01 April 2007

biofuels: what's not to love?

Everyone seems to be dissing corn-based biofuels these days. Fidel Castro, Business Week, and the US Deputy Energy Secretary Clay Sell. An odd cast of characters, eh?

What’s not to love about biofuels? That will take more than just a single blog post to unravel. For those who’ve been asleep during the recent media explosion of comment, hype, hyperbole, and hysteria, we might start by answering the question: what exactly is a biofuel?

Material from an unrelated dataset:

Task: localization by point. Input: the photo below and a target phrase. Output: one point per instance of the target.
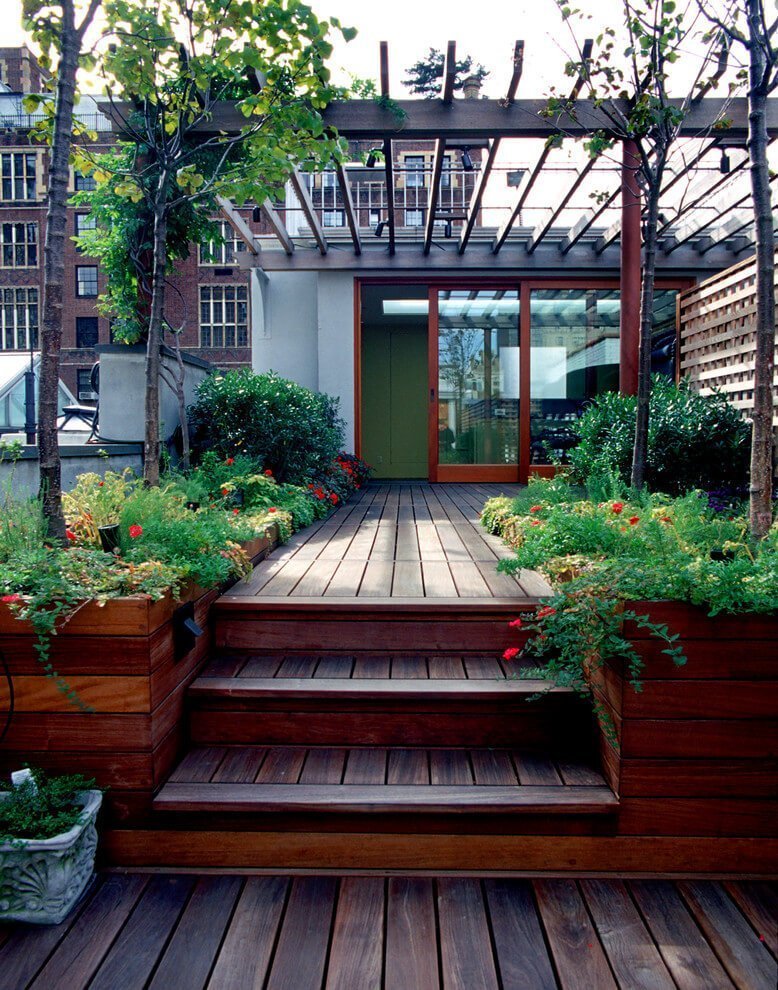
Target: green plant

Biofuels currently come in two basic types: bioethanol and biodiesel. Made using different types of plants as feedstocks, with different chemical reactions, these both serve to power things – burn them and they make heat that can be converted to useful energy. Biodiesel gets made out of oils – soy, canola, used McDonald’s fry oil, etc. Bioethanol gets made these days primarily from converting corn sugars to ethanol, or in Brazil (and Guatemala – see my 13 March blog entry), from sugar cane. In the future we might also get ethanol through conversion of the much tougher cellulose that makes up plants – called cellulosic ethanol – from Bush’s beloved switchgrass, wood chips, crop waste...

The bĂȘte noire of biofuels these days is bioethanol made from corn (or maize to most of the world). Last week Fidel Castro emerged from his sick bed with a long commentary on the folly of corn-based biofuels. http://www.counterpunch.org/castro03302007.html

But it doesn’t take an aging Cuban revolutionary to come to the conclusion that we should not feed corn to cars. Even the US Deputy Energy Secretary figured it out: if you turn corn into fuel, neither cows nor people will be able to eat it. “Corn is not the future of US ethanol: DOE.”

Look, there are a lot of cars on the planet. We could turn all our corn into ethanol to feed the cars and still not have enough fuel to power all of them. And then we’d have no corn at all to feed cows and people. And then the price of corn would go way up (it has already doubled in price over the past year with the current demand for corn-based ethanol, and at over $4 a bushel is higher than it has been in decades). The cost of raising chickens and pigs and cows is already rising precipitously, and before you know it, the powerful livestock lobby will be stampeding on Washington, not to mention low and middle-income consumers.

It's a no-brainer, or as Paul Hitch, president-elect of the National Cattlemen’s Beef Association says: "This ethanol binge is insane."